The embodiment shown in FIG. 4 differs from the embodiment shown in FIG. 3 in that the end portion 137 of the cooling water guide plates 133 is rounded downward. The curled end portion 137 serves to change the direction of the cooling water falling from the cooling water guide plate 133 by using the Coanda effect. The cooling water falling from the cooling water guide plate 133 flows along the curved surface of the curled end portion 137 of the cooling water guide plate 133 by the Coanda effect. As a result, the cooling water is diverted from the cooling water guide plate 133 by a diagonal line. When the cooling water falls to the diagonal line, the area of the cooling water curtain 3 becomes larger so that the cleaning efficiency is improved.

The cooling water storage unit 132 is provided with a baffle plate 140 for preventing the cooling water from overflowing.

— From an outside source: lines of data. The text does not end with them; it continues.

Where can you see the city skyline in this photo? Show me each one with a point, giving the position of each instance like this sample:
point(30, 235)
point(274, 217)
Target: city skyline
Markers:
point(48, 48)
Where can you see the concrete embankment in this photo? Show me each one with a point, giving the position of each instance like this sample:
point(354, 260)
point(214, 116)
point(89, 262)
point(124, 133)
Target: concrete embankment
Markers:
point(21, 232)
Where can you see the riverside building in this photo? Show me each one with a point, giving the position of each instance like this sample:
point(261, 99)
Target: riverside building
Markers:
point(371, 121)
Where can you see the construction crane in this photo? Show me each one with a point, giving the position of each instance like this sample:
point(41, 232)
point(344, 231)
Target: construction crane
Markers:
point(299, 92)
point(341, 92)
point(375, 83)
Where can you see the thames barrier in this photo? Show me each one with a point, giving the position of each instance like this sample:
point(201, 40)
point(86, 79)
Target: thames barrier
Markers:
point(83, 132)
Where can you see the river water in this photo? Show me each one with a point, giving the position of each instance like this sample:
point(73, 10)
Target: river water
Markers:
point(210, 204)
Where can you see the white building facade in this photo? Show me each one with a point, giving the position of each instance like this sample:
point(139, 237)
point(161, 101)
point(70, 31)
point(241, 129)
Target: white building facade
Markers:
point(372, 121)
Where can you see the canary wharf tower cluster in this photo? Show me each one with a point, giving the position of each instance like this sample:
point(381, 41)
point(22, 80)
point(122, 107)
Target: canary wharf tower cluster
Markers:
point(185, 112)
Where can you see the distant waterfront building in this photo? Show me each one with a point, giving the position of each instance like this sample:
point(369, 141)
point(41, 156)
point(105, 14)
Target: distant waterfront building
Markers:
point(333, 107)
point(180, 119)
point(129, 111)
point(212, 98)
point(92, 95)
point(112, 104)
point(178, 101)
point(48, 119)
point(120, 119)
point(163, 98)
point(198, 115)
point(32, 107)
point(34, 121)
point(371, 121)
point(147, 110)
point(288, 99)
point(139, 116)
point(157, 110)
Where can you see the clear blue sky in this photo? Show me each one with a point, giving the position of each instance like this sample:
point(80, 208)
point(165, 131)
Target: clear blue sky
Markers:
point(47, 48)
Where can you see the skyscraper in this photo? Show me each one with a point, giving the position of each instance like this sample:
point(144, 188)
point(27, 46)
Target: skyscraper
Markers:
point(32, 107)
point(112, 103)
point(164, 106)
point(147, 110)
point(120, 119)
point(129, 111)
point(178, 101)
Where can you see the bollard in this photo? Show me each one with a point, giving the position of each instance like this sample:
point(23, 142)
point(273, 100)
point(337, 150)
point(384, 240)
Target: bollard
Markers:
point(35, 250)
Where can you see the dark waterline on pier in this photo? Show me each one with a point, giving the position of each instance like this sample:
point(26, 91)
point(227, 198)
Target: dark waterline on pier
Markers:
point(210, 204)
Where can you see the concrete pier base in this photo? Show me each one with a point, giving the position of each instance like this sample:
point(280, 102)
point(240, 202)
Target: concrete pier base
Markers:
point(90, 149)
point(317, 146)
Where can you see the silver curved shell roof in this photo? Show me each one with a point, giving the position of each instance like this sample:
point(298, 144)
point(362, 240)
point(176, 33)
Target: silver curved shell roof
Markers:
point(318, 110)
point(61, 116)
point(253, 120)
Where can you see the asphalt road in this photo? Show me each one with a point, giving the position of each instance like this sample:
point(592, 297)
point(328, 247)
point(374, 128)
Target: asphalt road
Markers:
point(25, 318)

In the embodiment shown in Fig. 5, as in the embodiment shown in Fig. 4, cooling water falling from the cooling water guide plate 133 is diagonally shaded by the Coanda effect. The end 138 of the cooling water guide plate 133 is curled upward so that the cooling water stored in the space surrounded by the cooling water guide plate 133 and the side wall 112 flows to the end portion 138 of the cooling water guide plate 133, So that the cooling water curtain 3 is formed.

In the embodiment shown in FIG. 6, a cooling water guide bar 139 having a circular cross section is provided below the end of the cooling water guide plate 133, and the cooling water, which is separated from the cooling water guide plate 133, Flows along the surface of the cooling water 139 and falls into a diagonal line to form the cooling water curtain 3.

The embodiment shown in Fig. 7 shows a method of constructing the cooling water guide plate 133 to guide the cooling water injected from the plurality of nozzles 131 when the inner space 114 is wide. 7, in the width direction of the inner space 114, the third cooling water guide plates 133c extending in an inclined downward direction from the side wall 112 and the pair of third cooling water guide plates 133c extending in the opposite directions The fourth cooling water guide plates 133d having the inclined surfaces are appropriately arranged to form a path through which the outside air flows and the cooling water can be guided to the cooling water storage part 132 while forming the cooling water curtain 3 on the path of the outside air have.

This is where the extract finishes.